Creating the MapReduce program - 7.3

Java custom code for Map Reduce

Version
7.3
Language
English
Product
Talend Big Data
Talend Big Data Platform
Talend Data Fabric
Talend Real-Time Big Data Platform
Module
Talend Studio
Content
Data Governance > Third-party systems > Custom code components (Integration) > Java custom code component for Map Reduce
Data Quality and Preparation > Third-party systems > Custom code components (Integration) > Java custom code component for Map Reduce
Design and Development > Third-party systems > Custom code components (Integration) > Java custom code component for Map Reduce
Last publication date
2024-02-21

Procedure

  1. Double-click tJavaMR to open its Component view.
  2. Under the mrKeyStruct table, click the button once to add one row.
  3. Rename that row to word_mr. This is the key part of the key/value pair to be used by the Map/Reduce program being created. In the map method, you need to write mrKey.word_mr to represent the keys to be outputted to a reducer.
  4. Under the mrValueStruct table, click the button once to add one row.
  5. Rename that row to count_mr. This is the value part of the above-mentioned key/value pair. In the map method, you need to write mrValue.count_mr to represent the values to be outputted to a reducer.
  6. Click the button next to Edit schema to open the schema editor.
  7. On the side of the schema of tJavaMR, click the button to add two columns and name them to word_output and count_output, respectively. This defines the structure of the data to be outputted.
  8. In the Type column, select Integer for count_output.
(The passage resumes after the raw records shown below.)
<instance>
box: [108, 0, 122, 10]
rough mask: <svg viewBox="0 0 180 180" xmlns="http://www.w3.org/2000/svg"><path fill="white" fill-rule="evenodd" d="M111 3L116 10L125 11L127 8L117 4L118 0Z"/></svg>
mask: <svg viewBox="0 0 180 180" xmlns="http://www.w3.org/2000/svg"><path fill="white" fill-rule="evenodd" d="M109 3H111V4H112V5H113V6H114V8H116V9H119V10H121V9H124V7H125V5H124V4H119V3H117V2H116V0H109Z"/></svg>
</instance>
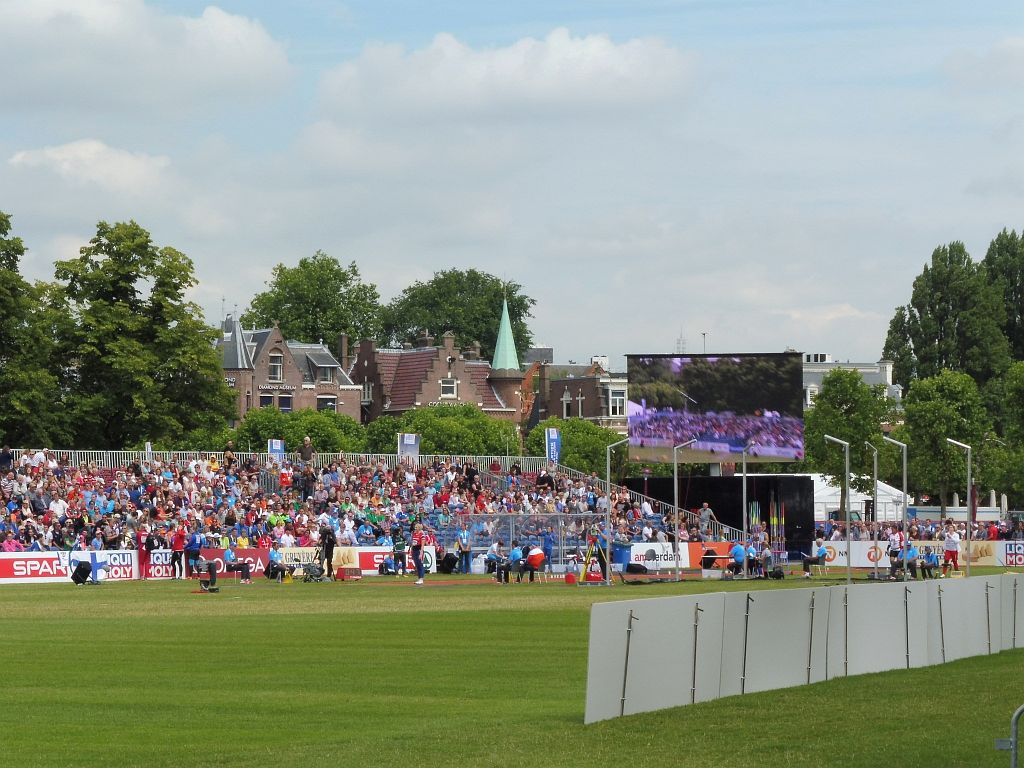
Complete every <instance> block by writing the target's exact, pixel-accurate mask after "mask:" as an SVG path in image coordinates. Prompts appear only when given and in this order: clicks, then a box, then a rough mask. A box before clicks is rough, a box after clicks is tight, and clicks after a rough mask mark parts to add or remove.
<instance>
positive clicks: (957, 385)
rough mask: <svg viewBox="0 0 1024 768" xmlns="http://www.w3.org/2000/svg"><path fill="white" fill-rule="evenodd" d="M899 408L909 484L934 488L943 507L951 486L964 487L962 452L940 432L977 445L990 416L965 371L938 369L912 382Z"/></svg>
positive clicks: (946, 434)
mask: <svg viewBox="0 0 1024 768" xmlns="http://www.w3.org/2000/svg"><path fill="white" fill-rule="evenodd" d="M904 408H905V413H906V434H907V440H906V442H907V443H908V456H909V462H910V472H911V473H912V475H913V483H914V486H916V487H919V488H923V489H924V488H931V489H933V490H936V492H937V493H938V495H939V498H940V499H941V504H942V507H943V509H944V508H945V505H946V498H947V496H948V494H949V493H951V492H952V489H954V488H957V487H958V488H962V489H963V490H964V492H966V490H967V464H966V457H965V456H964V452H963V451H962V450H961V449H958V447H956V446H955V445H950V444H949V443H948V442H946V438H947V437H951V438H953V439H954V440H959V441H961V442H965V443H967V444H968V445H971V446H972V447H974V449H975V450H976V451H977V450H978V449H979V447H980V446H981V445H982V443H983V442H984V440H985V437H986V436H987V435H988V434H989V430H990V420H989V417H988V414H987V413H986V412H985V409H984V406H983V404H982V401H981V395H980V394H979V392H978V385H977V384H976V383H975V381H974V379H972V378H971V377H970V376H968V375H967V374H964V373H957V372H953V371H943V372H942V373H940V374H939V375H938V376H933V377H931V378H928V379H919V380H918V381H915V382H913V384H911V386H910V391H909V392H908V393H907V396H906V400H905V407H904ZM963 498H966V497H963Z"/></svg>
  9. In the Map code editing field, edit the body of the map method. In this example, the code is as follows:
    
                      String line = value.record;
    java.util.StringTokenizer tokenizer = new java.util.StringTokenizer(line);
    while(tokenizer.hasMoreTokens()) {
       mrKey.word_mr = tokenizer.nextToken().toUpperCase();
       mrValue.count_mr = 1;
       output.collect(mrKey, mrValue);
    }
                   
    This method is used to split the input data into words, change each word to upper case and create and output key/value pairs such as (HELLO, 1) and (WORLD, 1) to the reducer.
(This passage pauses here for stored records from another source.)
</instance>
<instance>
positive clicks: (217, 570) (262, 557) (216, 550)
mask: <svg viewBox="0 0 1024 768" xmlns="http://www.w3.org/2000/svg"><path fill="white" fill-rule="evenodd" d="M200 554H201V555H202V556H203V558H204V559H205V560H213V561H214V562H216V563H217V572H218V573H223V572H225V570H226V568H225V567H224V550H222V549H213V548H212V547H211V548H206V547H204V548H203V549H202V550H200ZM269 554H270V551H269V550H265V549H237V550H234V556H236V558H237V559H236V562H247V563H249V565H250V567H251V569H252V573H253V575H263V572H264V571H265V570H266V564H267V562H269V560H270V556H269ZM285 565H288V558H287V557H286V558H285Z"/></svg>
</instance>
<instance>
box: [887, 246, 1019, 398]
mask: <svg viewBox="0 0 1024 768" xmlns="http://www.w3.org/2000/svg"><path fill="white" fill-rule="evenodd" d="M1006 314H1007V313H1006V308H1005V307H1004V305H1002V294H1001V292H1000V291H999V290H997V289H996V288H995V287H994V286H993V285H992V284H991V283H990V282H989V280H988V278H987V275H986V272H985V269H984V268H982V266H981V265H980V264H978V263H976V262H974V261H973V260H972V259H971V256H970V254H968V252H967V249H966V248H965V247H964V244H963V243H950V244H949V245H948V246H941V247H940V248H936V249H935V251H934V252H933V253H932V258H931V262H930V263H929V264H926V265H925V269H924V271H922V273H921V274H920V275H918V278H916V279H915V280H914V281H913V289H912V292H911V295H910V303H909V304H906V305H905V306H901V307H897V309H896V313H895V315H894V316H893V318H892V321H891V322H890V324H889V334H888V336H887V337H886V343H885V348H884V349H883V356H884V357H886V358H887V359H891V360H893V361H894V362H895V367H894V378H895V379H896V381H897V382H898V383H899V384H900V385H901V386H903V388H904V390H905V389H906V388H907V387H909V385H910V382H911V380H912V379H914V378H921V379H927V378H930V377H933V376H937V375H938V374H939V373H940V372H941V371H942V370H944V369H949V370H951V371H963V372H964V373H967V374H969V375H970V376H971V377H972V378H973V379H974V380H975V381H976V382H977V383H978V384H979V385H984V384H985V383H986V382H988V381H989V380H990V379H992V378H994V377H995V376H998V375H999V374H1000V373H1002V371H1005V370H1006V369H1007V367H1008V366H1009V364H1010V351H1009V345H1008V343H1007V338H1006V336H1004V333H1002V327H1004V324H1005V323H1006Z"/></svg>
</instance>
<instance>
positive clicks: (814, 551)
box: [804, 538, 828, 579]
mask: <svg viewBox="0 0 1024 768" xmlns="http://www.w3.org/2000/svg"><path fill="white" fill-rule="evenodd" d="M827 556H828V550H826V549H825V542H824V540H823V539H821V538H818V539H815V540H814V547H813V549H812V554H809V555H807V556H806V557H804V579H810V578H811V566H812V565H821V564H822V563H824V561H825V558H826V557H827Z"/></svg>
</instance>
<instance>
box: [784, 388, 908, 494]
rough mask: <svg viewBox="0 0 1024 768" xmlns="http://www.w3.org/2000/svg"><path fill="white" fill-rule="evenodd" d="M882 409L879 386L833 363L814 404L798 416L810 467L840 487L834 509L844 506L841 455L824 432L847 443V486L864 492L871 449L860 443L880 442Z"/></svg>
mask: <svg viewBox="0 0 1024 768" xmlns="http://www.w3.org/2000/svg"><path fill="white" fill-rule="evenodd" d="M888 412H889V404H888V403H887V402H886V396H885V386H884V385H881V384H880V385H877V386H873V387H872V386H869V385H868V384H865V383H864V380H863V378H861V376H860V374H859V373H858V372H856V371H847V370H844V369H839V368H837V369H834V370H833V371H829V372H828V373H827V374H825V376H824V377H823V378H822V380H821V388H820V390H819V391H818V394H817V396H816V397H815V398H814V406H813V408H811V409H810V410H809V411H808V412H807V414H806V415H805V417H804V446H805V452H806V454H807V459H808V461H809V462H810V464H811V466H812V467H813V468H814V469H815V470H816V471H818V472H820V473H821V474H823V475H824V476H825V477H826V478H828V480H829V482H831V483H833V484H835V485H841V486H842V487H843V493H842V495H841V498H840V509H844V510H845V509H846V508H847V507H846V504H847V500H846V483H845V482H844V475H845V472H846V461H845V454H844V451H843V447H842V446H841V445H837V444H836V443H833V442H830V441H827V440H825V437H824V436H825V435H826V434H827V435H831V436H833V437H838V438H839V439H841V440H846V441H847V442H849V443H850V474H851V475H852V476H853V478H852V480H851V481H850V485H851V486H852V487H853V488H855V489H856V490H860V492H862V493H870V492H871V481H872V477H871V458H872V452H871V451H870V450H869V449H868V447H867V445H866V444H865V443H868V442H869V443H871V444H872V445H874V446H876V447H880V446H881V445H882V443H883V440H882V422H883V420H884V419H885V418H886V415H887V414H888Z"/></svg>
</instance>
    Note that at runtime, these pairs are automatically shuffled and sorted to take the form of (key, list of values) before being process by the reduce method.
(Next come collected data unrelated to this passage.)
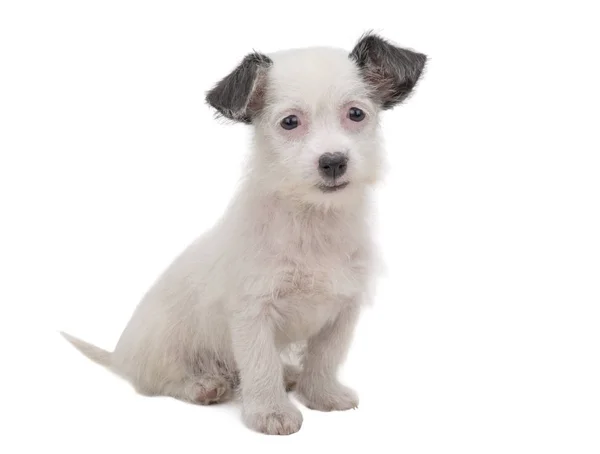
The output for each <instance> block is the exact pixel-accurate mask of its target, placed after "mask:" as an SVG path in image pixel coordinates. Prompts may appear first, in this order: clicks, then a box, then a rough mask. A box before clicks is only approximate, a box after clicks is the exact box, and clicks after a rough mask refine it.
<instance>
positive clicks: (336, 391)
mask: <svg viewBox="0 0 600 454" xmlns="http://www.w3.org/2000/svg"><path fill="white" fill-rule="evenodd" d="M359 312H360V306H359V305H358V304H355V303H352V304H349V305H348V306H346V307H345V308H344V309H342V311H341V312H340V314H339V315H338V317H337V319H336V320H335V321H334V322H333V323H331V324H328V325H326V326H325V327H324V328H323V329H321V331H319V332H318V333H317V334H316V335H315V336H314V337H312V338H310V339H309V340H308V345H307V349H306V352H305V356H304V361H303V366H304V367H303V370H302V372H301V374H300V378H299V380H298V384H297V390H298V394H299V398H300V400H301V401H302V402H303V403H304V404H305V405H306V406H307V407H308V408H312V409H314V410H321V411H333V410H348V409H351V408H356V407H357V406H358V396H357V395H356V393H355V392H354V391H353V390H352V389H350V388H348V387H346V386H344V385H342V384H341V383H340V382H339V381H338V379H337V372H338V369H339V367H340V365H341V364H342V362H343V361H344V359H345V358H346V354H347V352H348V348H349V346H350V342H351V339H352V333H353V332H354V327H355V326H356V322H357V320H358V315H359Z"/></svg>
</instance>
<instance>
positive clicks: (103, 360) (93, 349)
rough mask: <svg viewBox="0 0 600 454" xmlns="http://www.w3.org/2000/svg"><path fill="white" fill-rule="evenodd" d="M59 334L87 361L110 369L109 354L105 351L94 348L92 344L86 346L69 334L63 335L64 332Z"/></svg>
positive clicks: (82, 342) (82, 341) (65, 334)
mask: <svg viewBox="0 0 600 454" xmlns="http://www.w3.org/2000/svg"><path fill="white" fill-rule="evenodd" d="M60 334H61V335H62V336H63V337H64V338H65V339H67V340H68V341H69V342H70V343H71V344H73V346H74V347H75V348H76V349H77V350H79V351H80V352H81V353H83V354H84V355H85V356H87V357H88V358H89V359H91V360H92V361H94V362H96V363H98V364H100V365H102V366H105V367H110V357H111V353H110V352H107V351H106V350H102V349H101V348H99V347H96V346H95V345H92V344H88V343H87V342H84V341H82V340H81V339H77V338H76V337H74V336H71V335H70V334H67V333H64V332H62V331H61V332H60Z"/></svg>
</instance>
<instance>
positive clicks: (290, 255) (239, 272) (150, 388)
mask: <svg viewBox="0 0 600 454" xmlns="http://www.w3.org/2000/svg"><path fill="white" fill-rule="evenodd" d="M425 62H426V57H425V55H422V54H419V53H416V52H413V51H411V50H407V49H402V48H399V47H397V46H395V45H392V44H391V43H389V42H387V41H386V40H384V39H382V38H380V37H378V36H376V35H374V34H367V35H365V36H363V37H362V38H361V39H360V41H359V42H358V44H357V45H356V47H355V48H354V50H352V52H350V53H348V52H346V51H343V50H339V49H332V48H308V49H295V50H288V51H284V52H277V53H274V54H272V55H270V56H267V55H263V54H260V53H252V54H249V55H248V56H246V57H245V58H244V60H243V61H242V62H241V63H240V65H239V66H238V67H237V68H235V69H234V70H233V72H232V73H231V74H229V75H228V76H227V77H225V78H224V79H223V80H221V81H220V82H219V83H218V84H217V85H216V86H215V87H214V88H213V89H212V90H211V91H209V92H208V94H207V97H206V99H207V102H208V103H209V104H210V105H211V106H212V107H214V108H215V109H216V110H217V111H218V112H219V113H220V114H221V115H222V116H224V117H226V118H228V119H230V120H234V121H239V122H243V123H248V124H251V125H252V126H253V127H254V141H253V147H252V155H251V157H250V161H249V166H248V169H247V172H246V175H245V179H244V181H243V183H242V185H241V189H240V191H239V193H238V194H237V196H236V197H235V198H234V200H233V201H232V203H231V205H230V207H229V209H228V210H227V211H226V213H225V215H224V216H223V218H222V219H221V220H220V221H219V222H218V223H217V224H216V226H215V227H214V228H213V229H212V230H210V231H208V232H206V233H205V234H204V235H203V236H201V237H200V238H199V239H198V240H196V241H195V242H194V243H193V244H192V245H191V246H189V248H188V249H187V250H185V251H184V252H183V254H182V255H180V256H179V257H178V258H177V259H176V260H175V262H174V263H173V264H172V265H171V266H170V267H169V268H168V269H167V270H166V271H165V272H164V274H163V275H162V276H161V277H160V279H159V280H158V281H157V282H156V283H155V284H154V286H153V287H152V288H151V290H150V291H149V292H148V293H147V294H146V296H145V297H144V298H143V300H142V302H141V303H140V304H139V306H138V307H137V309H136V311H135V313H134V315H133V317H132V319H131V321H130V322H129V325H128V326H127V327H126V329H125V331H124V332H123V334H122V336H121V339H120V340H119V342H118V345H117V347H116V349H115V351H114V352H112V353H109V352H107V351H104V350H101V349H99V348H98V347H94V346H92V345H90V344H88V343H85V342H83V341H81V340H79V339H76V338H74V337H72V336H69V335H68V334H64V333H63V334H64V336H65V337H66V338H67V339H68V340H69V341H70V342H71V343H73V344H74V345H75V347H77V348H78V349H79V350H80V351H82V352H83V353H84V354H85V355H87V356H88V357H89V358H91V359H92V360H94V361H96V362H98V363H100V364H102V365H104V366H106V367H108V368H110V369H111V370H112V371H114V372H115V373H117V374H118V375H120V376H122V377H124V378H125V379H126V380H128V381H130V382H131V383H132V385H133V386H134V387H135V389H136V390H137V391H138V392H140V393H142V394H145V395H166V396H172V397H175V398H177V399H181V400H185V401H188V402H194V403H199V404H211V403H216V402H222V401H224V400H227V399H229V398H231V397H232V396H233V395H234V392H237V391H239V393H240V395H241V399H242V406H243V418H244V421H245V423H246V424H247V425H248V426H249V427H250V428H252V429H254V430H257V431H260V432H264V433H267V434H291V433H294V432H297V431H298V430H299V429H300V426H301V425H302V414H301V413H300V411H299V410H298V409H297V408H296V407H295V406H294V405H293V404H292V403H291V402H290V400H289V398H288V396H287V394H286V390H290V389H291V388H292V387H294V386H295V387H296V391H297V394H298V397H299V399H300V400H301V401H302V402H303V403H304V404H306V406H308V407H309V408H313V409H317V410H323V411H331V410H347V409H350V408H354V407H356V406H357V405H358V397H357V395H356V393H355V392H354V391H353V390H351V389H350V388H347V387H346V386H344V385H342V384H340V383H339V382H338V380H337V377H336V375H337V371H338V368H339V366H340V365H341V363H342V362H343V360H344V358H345V355H346V352H347V350H348V347H349V344H350V340H351V337H352V332H353V330H354V326H355V324H356V321H357V318H358V316H359V312H360V310H361V306H362V305H363V304H364V302H365V300H366V299H367V298H368V293H369V287H370V285H369V284H370V281H371V280H372V277H373V274H374V273H373V271H374V259H375V254H374V250H373V246H372V243H371V239H370V236H369V228H368V222H367V221H368V207H369V203H368V198H369V197H368V196H369V191H370V186H372V185H373V183H375V182H376V181H377V180H378V177H379V175H380V169H381V168H382V161H383V159H382V154H381V150H380V139H379V125H378V116H379V114H380V111H382V110H385V109H389V108H391V107H393V106H395V105H396V104H398V103H400V102H402V101H403V100H404V99H406V97H407V96H408V95H409V94H410V93H411V91H412V89H413V88H414V86H415V84H416V83H417V80H418V79H419V77H420V75H421V72H422V70H423V68H424V66H425ZM298 345H300V346H302V352H301V367H297V366H295V365H292V364H285V362H284V361H283V360H282V353H283V352H284V351H286V350H287V349H289V348H290V347H293V346H298Z"/></svg>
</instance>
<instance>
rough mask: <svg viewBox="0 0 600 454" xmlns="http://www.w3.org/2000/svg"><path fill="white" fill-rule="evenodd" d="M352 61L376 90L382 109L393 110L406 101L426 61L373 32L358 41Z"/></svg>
mask: <svg viewBox="0 0 600 454" xmlns="http://www.w3.org/2000/svg"><path fill="white" fill-rule="evenodd" d="M350 58H352V59H353V60H354V61H355V62H356V64H357V65H358V67H359V68H360V70H361V72H362V74H363V77H364V78H365V80H366V81H367V83H368V84H369V85H371V87H372V88H373V91H374V94H375V96H376V97H377V98H378V101H379V102H380V103H381V106H382V108H383V109H391V108H392V107H394V106H395V105H397V104H399V103H401V102H402V101H404V100H405V99H406V98H407V96H408V95H409V94H410V93H411V91H412V90H413V88H414V87H415V85H416V84H417V81H418V80H419V77H420V76H421V73H422V72H423V68H424V67H425V62H426V61H427V57H426V56H425V55H423V54H419V53H417V52H413V51H411V50H408V49H402V48H400V47H396V46H394V45H392V44H390V43H389V42H388V41H386V40H385V39H383V38H381V37H379V36H377V35H374V34H372V33H367V34H366V35H364V36H363V37H362V38H361V39H360V40H359V42H358V44H356V46H355V47H354V50H353V51H352V52H351V53H350Z"/></svg>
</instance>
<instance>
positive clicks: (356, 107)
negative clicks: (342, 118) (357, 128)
mask: <svg viewBox="0 0 600 454" xmlns="http://www.w3.org/2000/svg"><path fill="white" fill-rule="evenodd" d="M348 118H350V120H352V121H363V120H364V119H365V113H364V112H363V111H362V110H361V109H359V108H358V107H351V108H350V110H349V111H348Z"/></svg>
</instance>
  10. In the Reduce code editing field, edit the body of the reduce method. In this example, the code is as follows:
    
                      int count = 0;
    while(values.hasNext()){
      mrValueStruct value = values.next();
      count += value.count_mr; 
    }    
    outputRow.word_output = key.word_mr;
    outputRow.count_output = count;
    output.collect(NULL, outputRow);
                   
    This reduce method is used to make the sum of the values of the list in each (key, list of values) pair and map the results to the columns of the output schema.